Replication of Study 1 by Corps & Rabagliati (2020, Journal of Memory and Language)

Author

Xirong Hu (xirohu@stanford.edu)

Published

December 14, 2025

Introduction

Justification

In what form predictions occur remains an unsolved problem in the field of speech comprehension. Corps and Rabagliati (2020) revealed that predictions about semantic content, instead of word forms, facilitated the perception of distorted speech in Experiment 1. This closely aligns with my research interest in how top-down information facilitates speech comprehension in challenging scenarios. Another reason for choosing this study is that the context manipulation used in Experiment 1 is relatively new and was proposed to better separate word-form prediction from semantic content prediction. Thus, it is worthwhile to replicate these findings. In addition to these theoretical motivations, there are two practical considerations. First, the original study was conducted on Prolific Academic, which makes the project more feasible. Second, the procedure was relatively well-documented in the paper, with stimulus list and analysis scripts shared on OSF, which makes it easier to adhere to the original procedure and analysis as closely as possible.

Stimuli and Procedures

The stimuli consist of 30 auditorially presented questions and 30 distorted answers. For the procedure, I will strictly follow that described in the original paper (Experiment1/Method/Procedure).
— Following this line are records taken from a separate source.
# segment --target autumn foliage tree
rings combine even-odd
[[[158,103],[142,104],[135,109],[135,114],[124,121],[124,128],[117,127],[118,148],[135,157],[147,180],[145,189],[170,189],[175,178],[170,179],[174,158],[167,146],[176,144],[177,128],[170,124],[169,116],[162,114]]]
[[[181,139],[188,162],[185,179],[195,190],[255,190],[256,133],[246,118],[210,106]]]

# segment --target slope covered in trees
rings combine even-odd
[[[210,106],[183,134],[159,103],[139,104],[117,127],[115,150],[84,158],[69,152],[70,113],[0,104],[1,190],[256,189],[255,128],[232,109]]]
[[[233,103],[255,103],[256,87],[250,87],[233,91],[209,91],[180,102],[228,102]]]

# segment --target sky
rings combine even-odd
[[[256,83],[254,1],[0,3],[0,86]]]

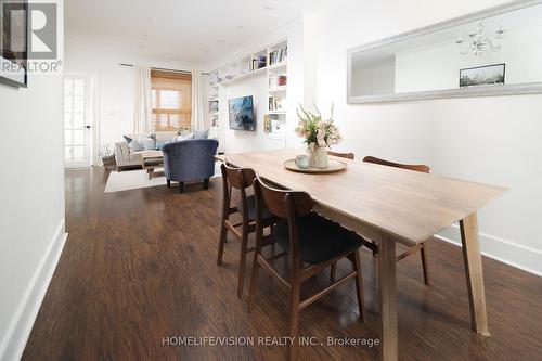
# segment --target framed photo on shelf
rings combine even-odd
[[[460,70],[460,88],[504,86],[506,65],[493,64]]]

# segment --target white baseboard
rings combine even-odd
[[[444,242],[461,246],[459,224],[435,235]],[[481,254],[503,263],[542,276],[542,252],[480,232]]]
[[[11,320],[8,332],[0,344],[0,360],[16,361],[23,356],[26,341],[30,336],[34,322],[56,269],[56,263],[61,257],[66,238],[67,233],[65,233],[63,219],[56,228],[49,248],[41,258],[31,282]]]

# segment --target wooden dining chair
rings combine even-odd
[[[220,242],[218,246],[217,263],[222,266],[224,244],[228,237],[228,231],[231,231],[241,240],[241,255],[238,265],[237,297],[243,297],[246,271],[246,256],[255,248],[248,248],[248,235],[256,231],[256,202],[254,195],[247,195],[247,189],[253,185],[256,173],[249,168],[235,168],[228,164],[220,166],[222,172],[222,220],[220,225]],[[232,190],[238,190],[241,201],[232,207]],[[238,212],[241,215],[240,223],[232,223],[230,216]],[[276,219],[263,206],[262,227],[271,227]],[[271,244],[272,238],[266,237],[264,245]]]
[[[334,157],[339,157],[339,158],[352,159],[352,160],[356,158],[356,154],[353,154],[353,153],[338,153],[338,152],[327,151],[327,155],[331,155]]]
[[[294,343],[289,346],[289,360],[296,360],[298,348],[299,311],[325,296],[333,289],[354,279],[357,287],[360,320],[363,322],[363,282],[358,249],[363,238],[340,224],[335,223],[312,211],[313,201],[308,193],[279,190],[264,184],[259,178],[254,181],[256,195],[256,253],[253,262],[253,275],[248,296],[248,311],[254,309],[260,267],[289,293],[289,336]],[[266,258],[263,245],[263,227],[267,209],[282,221],[272,229],[272,236],[284,250]],[[289,258],[289,278],[282,276],[272,263],[276,259]],[[352,271],[328,287],[301,300],[301,284],[324,270],[332,262],[343,258],[352,262]],[[305,266],[304,266],[305,265]]]
[[[429,173],[431,171],[431,168],[429,168],[429,166],[426,166],[426,165],[409,165],[409,164],[393,163],[393,162],[376,158],[373,156],[364,157],[363,162],[378,164],[378,165],[387,166],[387,167],[414,170],[414,171],[420,171],[420,172],[424,172],[424,173]],[[404,259],[404,258],[409,257],[410,255],[415,254],[418,250],[420,250],[420,256],[422,258],[422,268],[424,271],[424,283],[426,285],[428,285],[429,284],[429,269],[427,267],[427,247],[425,245],[425,242],[422,242],[413,247],[409,247],[404,253],[402,253],[396,257],[396,261],[400,261],[401,259]]]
I anticipate two main challenges. The first concerns the stimuli. The authors have not made the stimuli publicly available. Moreover, the original study was conducted in the United Kingdom, where the low-level acoustic features are different. That might lead to perceptual differences after applying the noise-vocoding. This means I will need to record new auditory stimuli and apply the noise-vocoding. However, the script for that procedure was not shared. One solution is to reach out to the original authors. The second challenge concerns the programming of the experiment, since I have no experience with jsPsych.

Methods

Power Analysis

The paper’s central research question is whether high-level knowledge enhances comprehension through:

  • Semantic predictions measured by null interaction between Question Constrain and Answer Consistency.
  • Form predictions measured by Question Constraint effect and its interaction with Answer Consistency.
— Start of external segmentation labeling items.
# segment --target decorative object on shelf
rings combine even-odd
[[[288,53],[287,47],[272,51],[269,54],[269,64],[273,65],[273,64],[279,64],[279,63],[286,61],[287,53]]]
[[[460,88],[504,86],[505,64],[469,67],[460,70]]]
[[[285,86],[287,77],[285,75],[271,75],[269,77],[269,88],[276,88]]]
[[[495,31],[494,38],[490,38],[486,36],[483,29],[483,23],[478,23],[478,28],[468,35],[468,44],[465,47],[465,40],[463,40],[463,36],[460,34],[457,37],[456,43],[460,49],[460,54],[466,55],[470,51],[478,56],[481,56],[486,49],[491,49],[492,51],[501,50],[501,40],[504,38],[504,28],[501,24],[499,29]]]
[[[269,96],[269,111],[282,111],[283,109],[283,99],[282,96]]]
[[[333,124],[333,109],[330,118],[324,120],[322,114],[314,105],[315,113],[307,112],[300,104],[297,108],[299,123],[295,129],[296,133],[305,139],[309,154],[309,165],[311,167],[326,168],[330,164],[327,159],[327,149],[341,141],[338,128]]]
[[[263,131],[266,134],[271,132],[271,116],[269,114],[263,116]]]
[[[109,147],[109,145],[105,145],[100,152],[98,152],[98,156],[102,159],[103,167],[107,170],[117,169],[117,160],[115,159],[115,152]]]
The key observation that favors the Semantic prediction instead of form prediction is the absence of interaction.

Original effect size:

  • Answer Consistency * Questions Constraint: b = -0.18, SE = 0.30, p = 0.55, BayesFactor = 0.19
  • Original sample size: 80

Considering how computationally heavy it is to simulate the power by a complex Bayesian modeling, I chose a simple way to approximate the power, which specified as follows. I simplified the original model to a simple two-way ANOVA (Prop.Expected ~ ACondition * QCondition), and calculated the effect size (cohen’s f2). Then I used the BayesPower package to calculate the expected sample size to achieve 80% and 90% power. The script can be found in the repository

Power Analysis Results:

  • 80% power: 104 participants
  • 90% power: 324 participants

Planned Sample

My planned sample size is 80. I chose to stay with the original sample size due to budget concern. Although it does not meet 80% power, the lowest cohen’s f2 I can choose in BayesPower package is 0.01, whereas my calculated Cohen’s f2 is 0.0015. This suggested that the actual needed participants to achieve 80% power might be smaller than 104. A follow-up simulation analysis could test this although it exceeds my capacity.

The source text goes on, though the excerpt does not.